3.  Thai food wasn't a thing.  I don't think I had heard of Thai food until I was about 16.  Asking somebody if they wanted Thai food back then, would've been like asking somebody if they wanted Liechtensteinian food today.  If just wouldn't have made sense.  Among Asian cuisines, there was Chinese and sushi (if you were really fancy) that was it.

4.  The notion of men trying to care for children was hysterical.  This phenomenon was captured in at least two popular films: Mr.

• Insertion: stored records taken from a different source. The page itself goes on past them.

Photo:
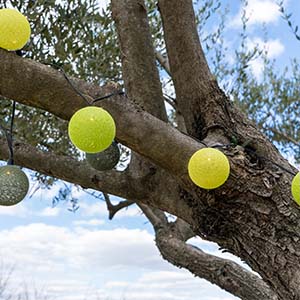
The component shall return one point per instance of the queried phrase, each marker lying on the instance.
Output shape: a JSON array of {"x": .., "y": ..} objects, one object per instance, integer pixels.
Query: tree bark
[{"x": 253, "y": 215}]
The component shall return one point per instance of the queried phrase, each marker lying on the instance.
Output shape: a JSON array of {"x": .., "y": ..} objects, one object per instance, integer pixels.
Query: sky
[{"x": 83, "y": 255}]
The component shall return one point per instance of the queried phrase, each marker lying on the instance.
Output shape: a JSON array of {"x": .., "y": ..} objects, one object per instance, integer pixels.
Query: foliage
[{"x": 74, "y": 35}]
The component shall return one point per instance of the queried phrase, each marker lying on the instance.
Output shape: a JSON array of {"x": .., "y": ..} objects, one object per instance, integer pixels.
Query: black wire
[
  {"x": 122, "y": 93},
  {"x": 9, "y": 135},
  {"x": 108, "y": 96}
]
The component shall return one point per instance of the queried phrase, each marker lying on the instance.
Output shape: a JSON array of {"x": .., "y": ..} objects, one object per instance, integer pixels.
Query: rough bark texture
[
  {"x": 171, "y": 240},
  {"x": 252, "y": 215}
]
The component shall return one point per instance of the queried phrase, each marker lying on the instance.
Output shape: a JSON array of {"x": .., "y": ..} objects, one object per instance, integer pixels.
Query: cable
[
  {"x": 9, "y": 135},
  {"x": 201, "y": 142}
]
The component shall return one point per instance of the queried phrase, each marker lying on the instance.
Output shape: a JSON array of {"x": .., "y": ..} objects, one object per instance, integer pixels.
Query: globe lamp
[
  {"x": 14, "y": 29},
  {"x": 92, "y": 129},
  {"x": 208, "y": 168},
  {"x": 14, "y": 185}
]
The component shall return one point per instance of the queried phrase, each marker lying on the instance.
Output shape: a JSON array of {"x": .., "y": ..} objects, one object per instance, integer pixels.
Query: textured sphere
[
  {"x": 14, "y": 185},
  {"x": 105, "y": 160},
  {"x": 296, "y": 188},
  {"x": 208, "y": 168},
  {"x": 92, "y": 129},
  {"x": 14, "y": 29}
]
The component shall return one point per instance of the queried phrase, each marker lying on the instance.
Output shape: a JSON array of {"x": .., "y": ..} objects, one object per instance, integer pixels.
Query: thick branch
[
  {"x": 170, "y": 239},
  {"x": 226, "y": 274},
  {"x": 200, "y": 101},
  {"x": 71, "y": 170},
  {"x": 37, "y": 85},
  {"x": 138, "y": 58}
]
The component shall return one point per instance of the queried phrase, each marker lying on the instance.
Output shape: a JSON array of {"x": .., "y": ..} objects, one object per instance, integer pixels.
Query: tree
[{"x": 252, "y": 216}]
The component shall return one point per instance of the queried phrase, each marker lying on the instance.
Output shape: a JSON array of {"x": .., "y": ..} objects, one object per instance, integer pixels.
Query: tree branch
[
  {"x": 71, "y": 170},
  {"x": 170, "y": 239},
  {"x": 199, "y": 98},
  {"x": 138, "y": 58},
  {"x": 164, "y": 62},
  {"x": 225, "y": 273},
  {"x": 37, "y": 85},
  {"x": 113, "y": 209}
]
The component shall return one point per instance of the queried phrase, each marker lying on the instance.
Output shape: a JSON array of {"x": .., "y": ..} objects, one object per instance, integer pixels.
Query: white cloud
[
  {"x": 98, "y": 264},
  {"x": 103, "y": 4},
  {"x": 18, "y": 210},
  {"x": 258, "y": 12},
  {"x": 49, "y": 212},
  {"x": 92, "y": 222},
  {"x": 272, "y": 47}
]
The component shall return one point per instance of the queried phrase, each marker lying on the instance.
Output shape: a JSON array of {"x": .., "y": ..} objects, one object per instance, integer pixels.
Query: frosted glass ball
[
  {"x": 295, "y": 188},
  {"x": 14, "y": 29},
  {"x": 92, "y": 129},
  {"x": 14, "y": 185},
  {"x": 208, "y": 168},
  {"x": 105, "y": 160}
]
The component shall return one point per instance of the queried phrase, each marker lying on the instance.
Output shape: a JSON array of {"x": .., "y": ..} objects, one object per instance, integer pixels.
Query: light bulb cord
[{"x": 9, "y": 135}]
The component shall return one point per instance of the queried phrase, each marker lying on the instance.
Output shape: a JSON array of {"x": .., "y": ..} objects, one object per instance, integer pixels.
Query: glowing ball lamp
[
  {"x": 92, "y": 129},
  {"x": 14, "y": 29},
  {"x": 208, "y": 168},
  {"x": 296, "y": 188},
  {"x": 14, "y": 185},
  {"x": 105, "y": 160}
]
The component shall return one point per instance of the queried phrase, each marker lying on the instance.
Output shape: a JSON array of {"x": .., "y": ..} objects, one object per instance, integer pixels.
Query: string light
[
  {"x": 14, "y": 184},
  {"x": 105, "y": 160},
  {"x": 14, "y": 29},
  {"x": 92, "y": 129},
  {"x": 208, "y": 168}
]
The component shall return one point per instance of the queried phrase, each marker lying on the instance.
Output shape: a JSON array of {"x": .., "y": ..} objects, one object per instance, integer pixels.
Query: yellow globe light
[
  {"x": 208, "y": 168},
  {"x": 296, "y": 188},
  {"x": 14, "y": 29},
  {"x": 14, "y": 185},
  {"x": 92, "y": 129}
]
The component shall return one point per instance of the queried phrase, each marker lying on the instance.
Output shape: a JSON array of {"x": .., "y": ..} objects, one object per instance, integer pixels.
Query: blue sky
[{"x": 84, "y": 255}]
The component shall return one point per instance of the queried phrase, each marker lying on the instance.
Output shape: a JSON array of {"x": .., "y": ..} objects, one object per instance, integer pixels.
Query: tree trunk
[{"x": 252, "y": 215}]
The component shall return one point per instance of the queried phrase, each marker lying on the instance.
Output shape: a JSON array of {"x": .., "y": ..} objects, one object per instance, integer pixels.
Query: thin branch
[
  {"x": 40, "y": 86},
  {"x": 113, "y": 209},
  {"x": 170, "y": 239},
  {"x": 164, "y": 62},
  {"x": 286, "y": 137},
  {"x": 225, "y": 273}
]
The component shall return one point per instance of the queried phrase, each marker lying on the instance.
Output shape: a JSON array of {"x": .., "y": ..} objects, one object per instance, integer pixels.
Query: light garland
[{"x": 14, "y": 29}]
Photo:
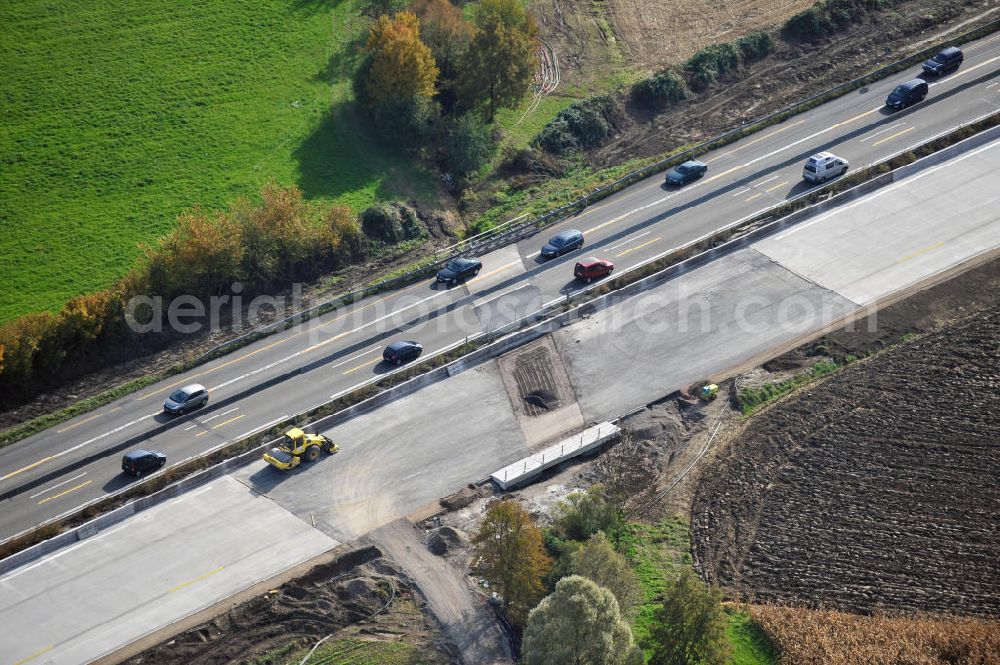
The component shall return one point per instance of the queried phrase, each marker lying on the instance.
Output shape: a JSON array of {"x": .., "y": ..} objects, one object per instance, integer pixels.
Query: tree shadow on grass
[
  {"x": 314, "y": 6},
  {"x": 342, "y": 156},
  {"x": 332, "y": 161}
]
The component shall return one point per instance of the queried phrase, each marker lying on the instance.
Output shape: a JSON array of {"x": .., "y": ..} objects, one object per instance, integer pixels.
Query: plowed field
[{"x": 875, "y": 490}]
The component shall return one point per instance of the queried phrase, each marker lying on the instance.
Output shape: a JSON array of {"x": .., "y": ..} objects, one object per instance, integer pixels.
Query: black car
[
  {"x": 907, "y": 94},
  {"x": 459, "y": 270},
  {"x": 946, "y": 60},
  {"x": 186, "y": 399},
  {"x": 686, "y": 172},
  {"x": 138, "y": 462},
  {"x": 565, "y": 241},
  {"x": 398, "y": 353}
]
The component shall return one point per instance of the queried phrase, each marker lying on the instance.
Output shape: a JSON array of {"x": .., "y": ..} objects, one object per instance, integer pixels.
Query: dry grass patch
[{"x": 836, "y": 638}]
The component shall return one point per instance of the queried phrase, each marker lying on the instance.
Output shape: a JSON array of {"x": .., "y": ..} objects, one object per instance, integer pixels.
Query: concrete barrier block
[{"x": 528, "y": 468}]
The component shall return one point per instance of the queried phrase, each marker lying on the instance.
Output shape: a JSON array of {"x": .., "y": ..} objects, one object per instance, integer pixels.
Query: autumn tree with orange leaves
[
  {"x": 511, "y": 555},
  {"x": 401, "y": 66}
]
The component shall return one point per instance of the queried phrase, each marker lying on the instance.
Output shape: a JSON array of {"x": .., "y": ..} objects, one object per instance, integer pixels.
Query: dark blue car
[
  {"x": 398, "y": 353},
  {"x": 563, "y": 242},
  {"x": 459, "y": 270},
  {"x": 686, "y": 172}
]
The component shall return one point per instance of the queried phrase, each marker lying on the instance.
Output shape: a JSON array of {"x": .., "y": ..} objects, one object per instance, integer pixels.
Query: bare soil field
[
  {"x": 363, "y": 600},
  {"x": 824, "y": 637},
  {"x": 874, "y": 490}
]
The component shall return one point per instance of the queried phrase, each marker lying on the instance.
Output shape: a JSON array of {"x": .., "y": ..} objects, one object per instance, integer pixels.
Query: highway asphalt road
[
  {"x": 98, "y": 595},
  {"x": 65, "y": 466}
]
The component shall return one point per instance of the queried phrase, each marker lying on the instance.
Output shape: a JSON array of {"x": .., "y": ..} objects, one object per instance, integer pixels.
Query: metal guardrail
[
  {"x": 514, "y": 230},
  {"x": 485, "y": 338}
]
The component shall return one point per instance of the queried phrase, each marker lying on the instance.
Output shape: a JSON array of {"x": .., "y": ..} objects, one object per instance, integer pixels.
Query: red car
[{"x": 592, "y": 268}]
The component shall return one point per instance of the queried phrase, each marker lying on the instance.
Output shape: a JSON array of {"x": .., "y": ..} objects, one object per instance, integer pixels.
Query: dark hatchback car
[
  {"x": 139, "y": 462},
  {"x": 907, "y": 94},
  {"x": 459, "y": 270},
  {"x": 686, "y": 172},
  {"x": 945, "y": 61},
  {"x": 186, "y": 399},
  {"x": 398, "y": 353},
  {"x": 592, "y": 268},
  {"x": 565, "y": 241}
]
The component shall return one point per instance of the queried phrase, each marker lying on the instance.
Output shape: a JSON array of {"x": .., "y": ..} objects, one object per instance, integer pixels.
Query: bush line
[{"x": 754, "y": 399}]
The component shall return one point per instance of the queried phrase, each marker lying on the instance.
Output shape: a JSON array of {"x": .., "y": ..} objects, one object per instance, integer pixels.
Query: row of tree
[
  {"x": 432, "y": 78},
  {"x": 594, "y": 594},
  {"x": 261, "y": 246}
]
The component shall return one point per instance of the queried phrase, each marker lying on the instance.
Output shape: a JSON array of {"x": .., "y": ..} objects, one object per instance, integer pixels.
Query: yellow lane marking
[
  {"x": 857, "y": 117},
  {"x": 36, "y": 654},
  {"x": 923, "y": 250},
  {"x": 766, "y": 136},
  {"x": 892, "y": 136},
  {"x": 85, "y": 420},
  {"x": 354, "y": 369},
  {"x": 64, "y": 493},
  {"x": 493, "y": 272},
  {"x": 27, "y": 468},
  {"x": 984, "y": 43},
  {"x": 724, "y": 173},
  {"x": 196, "y": 579},
  {"x": 220, "y": 425},
  {"x": 632, "y": 249},
  {"x": 270, "y": 346}
]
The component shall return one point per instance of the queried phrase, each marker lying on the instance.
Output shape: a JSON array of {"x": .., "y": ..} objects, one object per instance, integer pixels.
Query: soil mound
[{"x": 446, "y": 539}]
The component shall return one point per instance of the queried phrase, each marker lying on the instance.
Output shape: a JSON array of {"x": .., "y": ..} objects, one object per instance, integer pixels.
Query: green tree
[
  {"x": 401, "y": 66},
  {"x": 579, "y": 624},
  {"x": 510, "y": 554},
  {"x": 598, "y": 561},
  {"x": 469, "y": 144},
  {"x": 690, "y": 625},
  {"x": 446, "y": 32},
  {"x": 502, "y": 58},
  {"x": 582, "y": 514}
]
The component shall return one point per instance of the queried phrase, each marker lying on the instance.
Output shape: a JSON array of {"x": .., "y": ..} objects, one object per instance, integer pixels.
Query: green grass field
[
  {"x": 119, "y": 115},
  {"x": 659, "y": 553}
]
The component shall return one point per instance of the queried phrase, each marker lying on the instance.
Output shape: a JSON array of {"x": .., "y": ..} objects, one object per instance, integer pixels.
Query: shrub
[
  {"x": 755, "y": 46},
  {"x": 712, "y": 63},
  {"x": 390, "y": 223},
  {"x": 582, "y": 125},
  {"x": 807, "y": 25},
  {"x": 690, "y": 625},
  {"x": 582, "y": 514},
  {"x": 657, "y": 91}
]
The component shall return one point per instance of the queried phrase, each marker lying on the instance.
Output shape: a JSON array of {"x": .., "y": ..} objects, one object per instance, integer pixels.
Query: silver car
[{"x": 186, "y": 399}]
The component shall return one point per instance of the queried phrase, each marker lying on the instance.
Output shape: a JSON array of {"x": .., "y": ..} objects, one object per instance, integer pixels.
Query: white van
[{"x": 822, "y": 166}]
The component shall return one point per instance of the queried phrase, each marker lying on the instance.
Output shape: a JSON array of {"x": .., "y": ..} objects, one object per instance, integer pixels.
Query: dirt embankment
[
  {"x": 876, "y": 489},
  {"x": 792, "y": 72},
  {"x": 359, "y": 597}
]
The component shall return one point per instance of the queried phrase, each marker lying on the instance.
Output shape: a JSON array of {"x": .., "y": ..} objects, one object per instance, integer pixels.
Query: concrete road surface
[
  {"x": 145, "y": 573},
  {"x": 63, "y": 467},
  {"x": 186, "y": 554}
]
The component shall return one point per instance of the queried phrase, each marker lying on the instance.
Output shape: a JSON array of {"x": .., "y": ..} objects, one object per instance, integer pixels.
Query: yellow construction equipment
[{"x": 298, "y": 445}]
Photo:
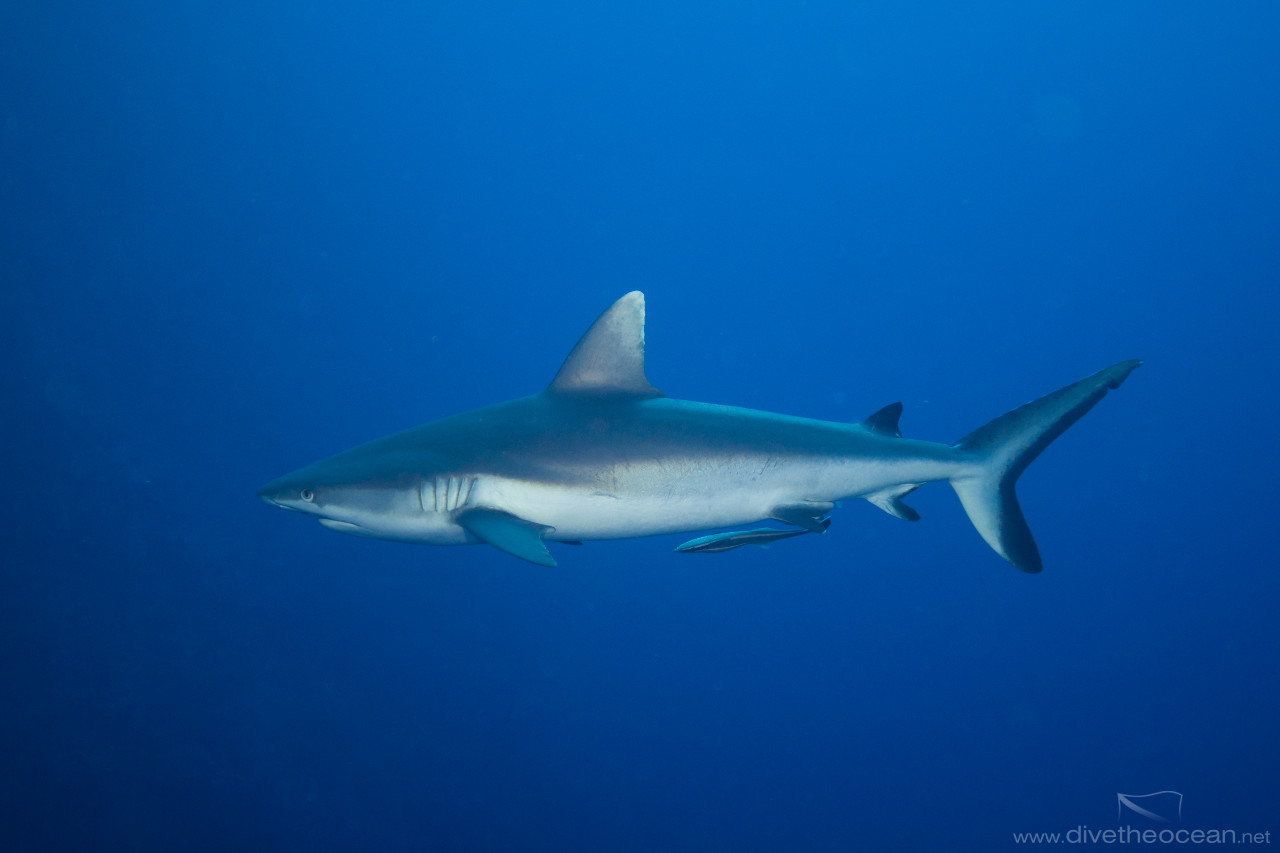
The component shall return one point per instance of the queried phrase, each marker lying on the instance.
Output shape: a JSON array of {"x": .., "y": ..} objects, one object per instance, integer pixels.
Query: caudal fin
[{"x": 1006, "y": 446}]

Mom and Three Men and a Lady.  The absurdity isn't so much that men are obviously bad at child-rearing (although that is absurd), it's that the mere act of being left alone with children turned men into complete retreads.  Tasks requiring nothing more than an IQ above the first percentile and basic motor skills were suddenly too much for otherwise capable men.  In actuality, diapers are pretty easy to put on, even if you've never done it before.  Likewise turning on a vacuum cleaning isn't something you need training in.  But for moviegoers in the '80s, it was enjoyable to watch everymen like Michael Keaton and Steve Guettenberg bungle these simple chores.  Or maybe it wasn't and people just didn't have anything better to do back then but watch bad movies.



The latter item is especially relevant to me right now because S is out of town for the second night in a row, so I've been on my own with the little guy.  I'm happy to report that I was able to give him a bath tonight without him escaping from the house and running around the yard naked.  He did me pretty wet though.  His baths used to consist of us dumping water on him from a bucket.  But now he's able to dump it on himself, and he's started wanting you to do whatever he's doing (like he'll try to feed me his food when he eats), so he dumped a cup of water on my knee.  Like a filled-to-the-brim cup of water.  But the joke's on him.  I wanted to put those pants in the wash anyway.

S is coming back tomorrow, thankfully.  (Just because I can take care of him all by myself, doesn't mean I want to do it.)  She had to make a quick trip to South Carolina to return her parents car; we borrowed it for the winter.  The DMV started getting up our ass about having it parked on the street for an extended period of time without DC plates, and they will tow it or put a boot on it, so we had to get it out of here ASAP.  We wanted to store it at a friend's place with a driveway, but we realized that we don't actually have any friend with a driveway in the area.  (It's times like this I miss the suburbs.)  So S had to make the drive down south.

Actually, it's good practice, as in a month S is going to be leaving for three weeks to Africa for work.  That's when my childcare skills are really going to get tested.  Although, S's mom is going to come up to help me out, so that will be nice.  She's excellent help.  She always wants to watch him; she's a terrific cook; and she doesn't talk too much.  It's perfect.

Anyway ...

In other news -- sporting news -- I won my office March Madness pool for the second year in a row.  It's kind of a big deal.  They've been doing it for like 15 years, and people get really into it.  Each year the winner gets a little trophy with his or her name on it, and it's put on display above the copy machine so everybody can see it.  I'm the first person to win two years in a row.  That's mad respect, bro.

[U. Conn. was the team that helped my bracket the most.]

I don't even follow college basketball until the tournament.  But I've developed a simple ranking algorithm using Nate Silver's win probabilities, and I just use that every year.  My goal is to break the game by always winning.  I like the money (about $150), but really it's about the pride.  The pride of being the best at a game based on a game played by 19-year olds I don't know and have no connection to whatsoever.  It's awesome.

And with that.  Until next time ...

*Yes, I'm aware the 1980s were in a different century.  Don't get smart with me.  You know what I'm saying.

**I hope this reference makes sense.  I quit reading Harry Potter after the first book.  My thoughts on it can be summed up thus, "Yep, it's a story about a kid wizard alright."